Comps decreased in part due to the elimination of unprofitable sales departments and the elimination of unprofitable sales items in remaining departments.
Said Al Rowland, president and CEO, "Our focus is to grow Winn-Dixie profitably based on strong financial fundamentals. We intend to build our sales through continued improvement in store operations, improved merchandising and an aggressive marketing campaign."
"Winn-Dixie is in Wal-Mart territory so it has real challenges," said Ziegler.
"Some of the things Winn-Dixie is doing to improve, like remodeling stores and relaunching advertising, should accelerate them up to flat," said Husson.
"Short term, I am bullish on Winn-Dixie," said Giblen. "Beyond short term, I question how much of a sustainable strategy they have to grow and compete."
"It's a high-risk stock," said Currie. "The competitive situation will get worse. The company is doing some good things, but there is big question mark over the asset base."
A&P, Montvale, N.J., sales rose 1% and operating profit was up 138%. Comps were up 3.1% in the third quarter and flat in the fourth at 0.5%.
The company announced in November 2001 a program to improve operating results by disposing of underperforming assets, including 39 stores.
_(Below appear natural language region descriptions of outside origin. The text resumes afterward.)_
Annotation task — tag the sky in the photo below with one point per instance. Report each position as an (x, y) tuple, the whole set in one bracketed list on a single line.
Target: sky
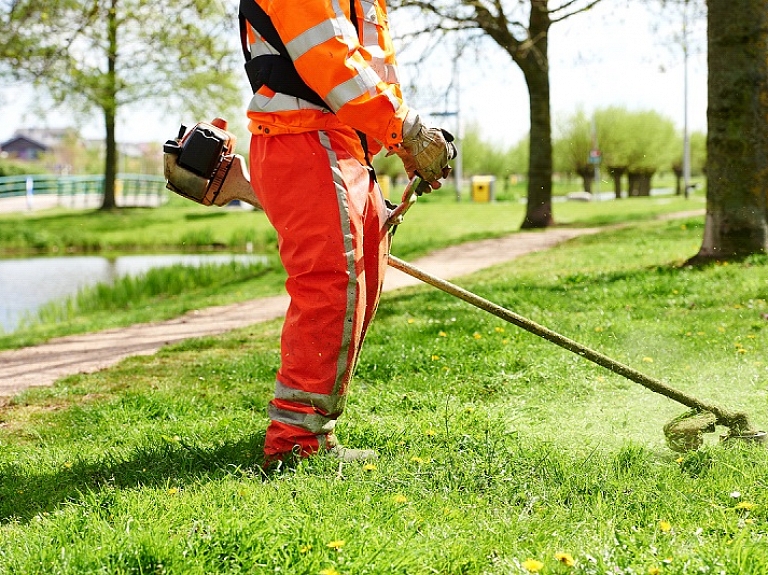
[(613, 55)]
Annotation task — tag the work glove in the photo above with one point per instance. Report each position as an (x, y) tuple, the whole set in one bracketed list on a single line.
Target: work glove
[(424, 151)]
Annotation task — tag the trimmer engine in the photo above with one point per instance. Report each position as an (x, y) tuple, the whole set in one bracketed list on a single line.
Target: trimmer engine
[(201, 165)]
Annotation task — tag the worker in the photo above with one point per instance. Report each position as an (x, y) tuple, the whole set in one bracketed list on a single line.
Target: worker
[(326, 99)]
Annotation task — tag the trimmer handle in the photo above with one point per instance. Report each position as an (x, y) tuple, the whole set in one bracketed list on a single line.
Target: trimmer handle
[(415, 187)]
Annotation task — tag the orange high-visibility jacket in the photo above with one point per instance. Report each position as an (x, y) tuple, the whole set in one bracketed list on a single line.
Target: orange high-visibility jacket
[(352, 70)]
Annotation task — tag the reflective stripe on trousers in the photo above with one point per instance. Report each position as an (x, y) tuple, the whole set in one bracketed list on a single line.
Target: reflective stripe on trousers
[(330, 221)]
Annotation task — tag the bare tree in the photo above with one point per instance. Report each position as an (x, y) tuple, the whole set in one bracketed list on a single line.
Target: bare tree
[(521, 29), (737, 135), (107, 55)]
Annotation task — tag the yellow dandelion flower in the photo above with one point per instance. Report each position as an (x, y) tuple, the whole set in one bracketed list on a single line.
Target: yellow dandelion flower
[(565, 559), (532, 565)]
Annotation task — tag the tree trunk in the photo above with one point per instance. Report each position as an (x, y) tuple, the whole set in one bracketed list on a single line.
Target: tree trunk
[(678, 171), (534, 62), (640, 183), (109, 106), (587, 175), (616, 173), (737, 133)]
Elizabeth Culligan, president and chief operating officer, said, "We acted decisively in fiscal 2001 to review and improve our store network in terms of overall quality and growth potential. That effort, and the initial results of ongoing programs to upgrade our operating disciplines and merchandising execution, were major factors in our performance."
Currie and other analysts said Culligan has been a big catalyst in A&P's turnaround. "They achieved what they set out to do and turned business back into profit, improved sales and operating performance, and cut costs. It's been a steady recovery story," Currie said.
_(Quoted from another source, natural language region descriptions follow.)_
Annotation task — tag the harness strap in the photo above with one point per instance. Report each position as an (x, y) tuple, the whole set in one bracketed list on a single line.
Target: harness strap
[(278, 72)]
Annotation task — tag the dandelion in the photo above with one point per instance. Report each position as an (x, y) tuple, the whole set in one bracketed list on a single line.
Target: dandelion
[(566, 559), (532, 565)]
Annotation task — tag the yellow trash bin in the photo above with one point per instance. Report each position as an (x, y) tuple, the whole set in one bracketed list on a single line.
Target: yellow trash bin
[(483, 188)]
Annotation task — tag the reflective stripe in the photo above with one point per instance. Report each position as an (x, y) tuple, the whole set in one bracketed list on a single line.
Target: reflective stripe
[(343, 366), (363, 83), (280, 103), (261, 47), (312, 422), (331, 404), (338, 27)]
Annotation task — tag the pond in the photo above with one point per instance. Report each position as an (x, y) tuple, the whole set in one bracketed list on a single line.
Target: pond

PATHMARK STORES, Carteret, N.J., sales slid to a flat 0.2%; operating profit also dropped 8%. Comps were up 2.3% in the third quarter but sank to 0.9% in the fourth.
Said Jim Donald, chairman, president and CEO, "Outstanding effort and execution were keys to our strong third-quarter financial and operating performance, despite a recessionary economy and the uncertainties surrounding the tragedy of Sept. 11."
Giblen sees Pathmark as a "wonderful" turnaround story. "They are choosing to invest margin to drive market share, yet comps are still on the flat side."
"They have been able to restructure, and that has been driving earnings growth," said Murphy. PENN TRAFFIC CO., Syracuse, N.Y., sales rose 1.2%. Operating profit was up 7.7%. Comps increased 2.3% in the third, but fell flat to 0.9% in the fourth.
"A softening economy and a greater-than-normal amount of promotional activity made the fourth quarter a challenging one for us," said Joseph Fisher, Penn Traffic's president and CEO.
Said Giblen, "Joe Fisher has done a great job in getting things accomplished in terms of quick payback on initiatives long overdue. The company has driven positive comps and EBITDA growth. The short-term performance is better than the premium quality companies."
HARRIS TEETER, Mathews, N.C., sales were flat at 0.1%, but operating profit rose 43%. Comps were up 2.5% in the fourth quarter and fell to a minus 1.1% in the first.
"Harris Teeter's earnings have picked up nicely," said Husson. "Sales are still rather difficult to come by, but it looks like they have been successful in refocusing their business on core markets rather than having poor-performing stores stuck out in the provinces like Atlanta. Getting out of those areas and focusing on the Carolinas has been a big win for them. We conducted a recent competitive study in the marketplace indicating that consumers that shop Harris Teeter are very impressed by them."